Jakarta, IDN Times - Persebaya Surabaya tampil trengginas dalam kunjungannya ke markas Semen Padang, Stadion H Agus Salim, Jumat (15/5/2026) sore WIB. Bajul Ijo memborbardir gawang tuan rumah tanpa ampun, hingga menang dengan skor telak 7-0.
Pasukan Bernardo Tavares memang tampil menggebrak sejak peluit kick-off berbunyi. Mereka tak hanya mendominasi permainan, melainkan serangan yang dilancarkan juga begitu efektif.
Francisco Rivera menjadi momok bagi pertahanan Kabau Sirah. Kreasi dan pergerakan tanpa atau dengan bolanya sering menimbulkan celah di lini belakang Semen Padang
Persebaya hanya butuh 15 menit untuk menjebol gawang Semen Padang, berkat aksi Rivera yang menuntaskan assist Milos Raickovic. Itu bukan sekadar memecah kebuntuan, melainkan membuka keran gol.
Sebab, angka di papan skor kembali berubah empat menit berselang. Kali ini giliran Arief Catur Pamungkas yang menggandakan keunggulan, memanfaatkan assist dari Rivera.
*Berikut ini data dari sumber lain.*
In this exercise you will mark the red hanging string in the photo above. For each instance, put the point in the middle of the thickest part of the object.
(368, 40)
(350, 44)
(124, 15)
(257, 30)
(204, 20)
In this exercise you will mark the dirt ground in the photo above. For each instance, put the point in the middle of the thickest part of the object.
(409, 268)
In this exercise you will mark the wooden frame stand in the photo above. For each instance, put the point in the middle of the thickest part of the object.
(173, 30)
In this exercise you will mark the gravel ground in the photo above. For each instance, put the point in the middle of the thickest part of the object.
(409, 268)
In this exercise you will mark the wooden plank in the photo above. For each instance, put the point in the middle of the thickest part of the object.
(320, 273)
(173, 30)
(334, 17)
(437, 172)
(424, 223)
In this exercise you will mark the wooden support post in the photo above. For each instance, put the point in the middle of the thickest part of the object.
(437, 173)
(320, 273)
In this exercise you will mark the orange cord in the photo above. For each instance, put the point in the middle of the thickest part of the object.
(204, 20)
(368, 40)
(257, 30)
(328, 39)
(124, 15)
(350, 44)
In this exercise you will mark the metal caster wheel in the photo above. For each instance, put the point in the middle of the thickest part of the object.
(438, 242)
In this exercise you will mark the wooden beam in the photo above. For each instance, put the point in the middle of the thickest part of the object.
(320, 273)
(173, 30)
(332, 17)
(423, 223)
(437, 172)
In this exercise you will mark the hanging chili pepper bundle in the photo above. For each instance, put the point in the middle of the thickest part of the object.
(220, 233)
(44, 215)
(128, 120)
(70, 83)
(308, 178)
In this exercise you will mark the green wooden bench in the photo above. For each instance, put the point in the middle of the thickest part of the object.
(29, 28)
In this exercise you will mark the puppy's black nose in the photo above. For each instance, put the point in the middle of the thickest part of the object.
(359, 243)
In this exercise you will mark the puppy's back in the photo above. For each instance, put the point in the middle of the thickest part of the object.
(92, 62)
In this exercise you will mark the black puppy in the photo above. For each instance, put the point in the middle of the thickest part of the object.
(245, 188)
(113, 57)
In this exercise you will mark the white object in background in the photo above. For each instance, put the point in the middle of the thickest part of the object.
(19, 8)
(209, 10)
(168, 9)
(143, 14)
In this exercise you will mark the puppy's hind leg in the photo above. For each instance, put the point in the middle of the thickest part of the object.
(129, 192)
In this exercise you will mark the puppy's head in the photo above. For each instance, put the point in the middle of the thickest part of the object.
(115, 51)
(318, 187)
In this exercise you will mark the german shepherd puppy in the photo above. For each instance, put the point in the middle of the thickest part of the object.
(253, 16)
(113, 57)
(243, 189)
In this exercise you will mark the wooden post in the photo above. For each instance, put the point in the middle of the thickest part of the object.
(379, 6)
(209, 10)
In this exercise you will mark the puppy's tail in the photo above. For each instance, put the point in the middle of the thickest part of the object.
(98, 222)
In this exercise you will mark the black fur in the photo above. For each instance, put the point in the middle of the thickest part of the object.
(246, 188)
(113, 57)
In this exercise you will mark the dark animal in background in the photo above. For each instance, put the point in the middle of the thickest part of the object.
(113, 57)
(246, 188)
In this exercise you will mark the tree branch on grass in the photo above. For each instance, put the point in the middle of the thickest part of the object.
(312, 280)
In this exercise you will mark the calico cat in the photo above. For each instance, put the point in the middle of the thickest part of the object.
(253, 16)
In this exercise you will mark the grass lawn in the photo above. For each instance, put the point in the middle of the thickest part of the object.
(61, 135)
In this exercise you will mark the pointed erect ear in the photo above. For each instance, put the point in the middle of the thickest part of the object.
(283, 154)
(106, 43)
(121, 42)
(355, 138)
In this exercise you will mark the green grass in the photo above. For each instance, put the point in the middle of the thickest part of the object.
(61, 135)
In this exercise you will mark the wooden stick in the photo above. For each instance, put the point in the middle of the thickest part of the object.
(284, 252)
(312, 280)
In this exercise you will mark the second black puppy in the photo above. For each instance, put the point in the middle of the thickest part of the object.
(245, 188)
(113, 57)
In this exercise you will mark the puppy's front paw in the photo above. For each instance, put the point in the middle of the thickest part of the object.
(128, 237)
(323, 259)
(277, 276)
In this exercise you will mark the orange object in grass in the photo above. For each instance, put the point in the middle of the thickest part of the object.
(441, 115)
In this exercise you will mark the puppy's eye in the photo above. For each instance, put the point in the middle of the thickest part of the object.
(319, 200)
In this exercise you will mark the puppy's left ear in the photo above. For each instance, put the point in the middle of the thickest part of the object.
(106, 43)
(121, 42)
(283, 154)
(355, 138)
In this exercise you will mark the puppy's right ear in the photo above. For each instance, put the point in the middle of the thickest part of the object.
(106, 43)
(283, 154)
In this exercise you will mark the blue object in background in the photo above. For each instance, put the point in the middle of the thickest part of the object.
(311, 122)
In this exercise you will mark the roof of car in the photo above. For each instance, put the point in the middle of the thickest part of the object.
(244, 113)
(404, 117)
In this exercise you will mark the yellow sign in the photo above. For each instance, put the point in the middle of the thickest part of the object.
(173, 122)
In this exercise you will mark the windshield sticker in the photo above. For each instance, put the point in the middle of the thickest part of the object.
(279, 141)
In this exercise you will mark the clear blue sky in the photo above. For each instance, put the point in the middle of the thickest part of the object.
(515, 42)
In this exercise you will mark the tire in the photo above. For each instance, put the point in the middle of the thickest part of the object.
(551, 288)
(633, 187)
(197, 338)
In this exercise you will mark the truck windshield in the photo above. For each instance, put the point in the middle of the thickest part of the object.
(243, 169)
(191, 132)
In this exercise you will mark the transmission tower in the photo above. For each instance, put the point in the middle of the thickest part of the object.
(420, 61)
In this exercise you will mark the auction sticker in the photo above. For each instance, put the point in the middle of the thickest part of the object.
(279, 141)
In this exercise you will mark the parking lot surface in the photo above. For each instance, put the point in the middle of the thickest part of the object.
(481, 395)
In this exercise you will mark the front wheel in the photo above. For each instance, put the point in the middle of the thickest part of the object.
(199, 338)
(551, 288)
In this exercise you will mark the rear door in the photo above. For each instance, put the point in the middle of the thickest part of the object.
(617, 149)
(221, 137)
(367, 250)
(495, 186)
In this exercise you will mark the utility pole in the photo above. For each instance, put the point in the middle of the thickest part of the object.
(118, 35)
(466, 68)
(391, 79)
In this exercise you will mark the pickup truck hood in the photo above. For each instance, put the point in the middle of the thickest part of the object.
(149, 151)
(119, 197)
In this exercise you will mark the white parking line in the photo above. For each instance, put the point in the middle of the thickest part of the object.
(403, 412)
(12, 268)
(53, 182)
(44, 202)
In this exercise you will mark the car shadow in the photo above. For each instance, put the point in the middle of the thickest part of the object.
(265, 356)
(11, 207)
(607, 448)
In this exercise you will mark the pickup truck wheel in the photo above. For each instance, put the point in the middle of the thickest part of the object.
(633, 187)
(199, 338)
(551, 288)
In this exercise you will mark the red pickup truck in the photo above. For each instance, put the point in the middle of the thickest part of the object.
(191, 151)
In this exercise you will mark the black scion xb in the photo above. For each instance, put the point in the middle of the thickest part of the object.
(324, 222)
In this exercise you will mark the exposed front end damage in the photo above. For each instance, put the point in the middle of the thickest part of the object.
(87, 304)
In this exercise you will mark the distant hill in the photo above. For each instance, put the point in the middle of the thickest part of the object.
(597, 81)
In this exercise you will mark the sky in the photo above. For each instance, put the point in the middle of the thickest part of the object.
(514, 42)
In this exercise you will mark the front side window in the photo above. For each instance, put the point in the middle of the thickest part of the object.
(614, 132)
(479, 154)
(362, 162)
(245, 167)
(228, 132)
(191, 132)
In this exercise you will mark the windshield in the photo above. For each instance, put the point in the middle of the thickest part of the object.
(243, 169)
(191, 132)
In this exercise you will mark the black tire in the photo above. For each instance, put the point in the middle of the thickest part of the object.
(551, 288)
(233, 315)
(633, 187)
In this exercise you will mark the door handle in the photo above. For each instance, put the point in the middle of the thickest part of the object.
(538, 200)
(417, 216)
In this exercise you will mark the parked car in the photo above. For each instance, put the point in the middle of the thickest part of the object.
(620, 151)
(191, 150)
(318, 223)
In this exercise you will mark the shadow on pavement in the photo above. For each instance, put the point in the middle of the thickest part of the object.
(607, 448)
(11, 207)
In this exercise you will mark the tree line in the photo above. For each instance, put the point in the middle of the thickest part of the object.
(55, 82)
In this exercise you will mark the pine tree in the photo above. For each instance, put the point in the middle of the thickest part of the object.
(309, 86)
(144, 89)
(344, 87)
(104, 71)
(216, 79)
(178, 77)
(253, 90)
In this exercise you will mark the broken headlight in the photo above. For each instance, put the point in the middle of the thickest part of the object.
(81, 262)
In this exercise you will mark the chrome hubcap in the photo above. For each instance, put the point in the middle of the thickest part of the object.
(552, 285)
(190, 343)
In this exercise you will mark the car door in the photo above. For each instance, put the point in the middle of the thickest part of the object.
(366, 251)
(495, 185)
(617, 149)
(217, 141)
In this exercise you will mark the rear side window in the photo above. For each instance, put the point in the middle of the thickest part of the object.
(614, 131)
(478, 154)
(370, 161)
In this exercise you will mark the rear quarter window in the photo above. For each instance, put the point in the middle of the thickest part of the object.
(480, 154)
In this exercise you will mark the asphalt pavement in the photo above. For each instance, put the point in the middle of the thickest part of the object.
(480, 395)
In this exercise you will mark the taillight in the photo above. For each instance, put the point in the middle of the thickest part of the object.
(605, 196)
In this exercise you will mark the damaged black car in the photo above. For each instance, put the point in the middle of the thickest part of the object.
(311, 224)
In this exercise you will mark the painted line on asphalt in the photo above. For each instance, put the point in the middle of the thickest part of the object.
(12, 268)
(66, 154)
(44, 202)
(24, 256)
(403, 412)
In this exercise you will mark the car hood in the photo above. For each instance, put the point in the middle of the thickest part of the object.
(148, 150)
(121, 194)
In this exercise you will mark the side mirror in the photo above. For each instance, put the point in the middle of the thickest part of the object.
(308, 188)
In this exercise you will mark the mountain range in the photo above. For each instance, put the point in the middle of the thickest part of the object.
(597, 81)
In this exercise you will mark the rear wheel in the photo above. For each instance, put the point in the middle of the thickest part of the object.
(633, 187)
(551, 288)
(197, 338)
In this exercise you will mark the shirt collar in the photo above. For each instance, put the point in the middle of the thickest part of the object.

Bajul Ijo sempat mengalami kebuntuan setelah itu. Semen Padang juga meresponsnya dengan cukup baik, namun kurang kreatif di sepertiga akhir lapangan. Skor 2-0 keunggulan Persebaya pun bertahan hingga jeda babak.
Pada paruh kedua, permainan Persebaya jauh lebih eksplosif. Mereka berhasil menambah dua gol saat duel di babak kedua baru berjalan 18 menit, lewat aksi Bruno Moreira (50') dan Mihailo Perovic (63').
Bruno Paraiba yang masuk pada menit ke-65 langsung mengambil alih peran utama di atas lapangan. Sorotan kamera terus mengarah kepadanya lantaran berhasil mencetak hattrick pada laga tersebut.
Gol pertamanya dicetak pada menit 67 saat menjadi eksekutor penalti, kemudian dua gol berikutnya lahir pada menit 74 dan 90+2. Sementara itu, Semen Padang kian kehilangan permainannya sejak Ade Kristiano diganjar kartu merah sejak menit 61.
Hasil ini tak mengubah apa pun dalam klasemen. Semen Padang sudah dipastikan terdegradasi, sedangkan Persebaya yang sementara ini berada di peringkat keempat tidak akan bisa mencapai tiga besar.